In other words, the assumption that the field lives at k == 1 is wrong for a reduced field; the right solution, on the other hand, is not so clear cut:

If we assume that reduced fields "lives" nowhere in the reduced direction, then we can remove the k index and just perform an "immersed-boundary-unaware" derivative.

On the other hand, if the reduced field lives on the whole reduced column (like for example an integral) then we need to be aware of the "immersed column", because if the whole column is immersed then the derivative should return a zero.

[glwagner]

Isn't correct behavior to return zero when the whole dimension is immersed? Otherwise, return the derivative.

[glwagner]

We could procede in a couple of ways from here:

Let me provide a few other options:

• Compute the 2D boolean masks for reduced operations in x, y, and z when forming ImmersedBoundaryGrid. Then, use those masks for conditional differencing of reduced fields, rather than calling immersed_inactive_node.
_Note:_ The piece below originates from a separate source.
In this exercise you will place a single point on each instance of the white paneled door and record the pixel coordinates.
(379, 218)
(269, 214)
• For GridFittedBottom and PartialCellBottom, as a stop gap, define these methods:

@inline conditional_δx_f(ℓy, ℓz, i, j, k, ibg::GFBIBG, δx, r::ZIRF, args...) = ifelse(immersed_inactive_node(i,   j, ibg.Nz, ibg, c, ℓy, ℓz) |
                                                                                      immersed_inactive_node(i-1, j, ibg.Nz, ibg, c, ℓy, ℓz),
                                                                                      zero(ibg),
                                                                                      δx(i, j, k, ibg.underlying_grid, r, args...))

That use a condition based on whether k == Nz is immersed. This will fix fields that are reduced in z without increasing memory storage or doing a computation in the immersed boundary grid constructor. And that's the most common case anyways.

• When building a ReducedField, compute the mask that has to be applied to abstract operations. Then, extend the _derivative constructor for the combination of a ReducedField argument + ImmersedBoundaryGrid using conditional operation. This has the advantage of avoiding the mask computation in ImmersedBoundaryGrid (since its only needed to do operations on reduced fields). The disadvantage is that different reduced fields have to redo the computation. Also, this only fixes abstract operations and does not fix the internal operators. We also have to update the conditional operators to throw away the immersed boundary grid for reduced fields, or throw away the immersed boundary grid inside the abstract operation.

• A variant on the above approach is to compute the mask when forming Derivative. But then a new mask is computed for every operation.

There's probably a lot of other options. Keep the brainstorming coming.

[glwagner]

If we assume that reduced fields "lives" nowhere in the reduced direction, then we can remove the k index and just perform an "immersed-boundary-unaware" derivative.

On the other hand, if the reduced field lives on the whole reduced column (like for example an integral) then we need to be aware of the "immersed column", because if the whole column is immersed then the derivative should return a zero.

What is the difference between "living nowhere" and "living on the whole column"?

I think the point of reduced fields is that they are derived from a reduction over one or more dimensions. Since they are derived from a reduction, they invoke values from every element in the column / reduced direction. I don't understand what it means to "live nowhere".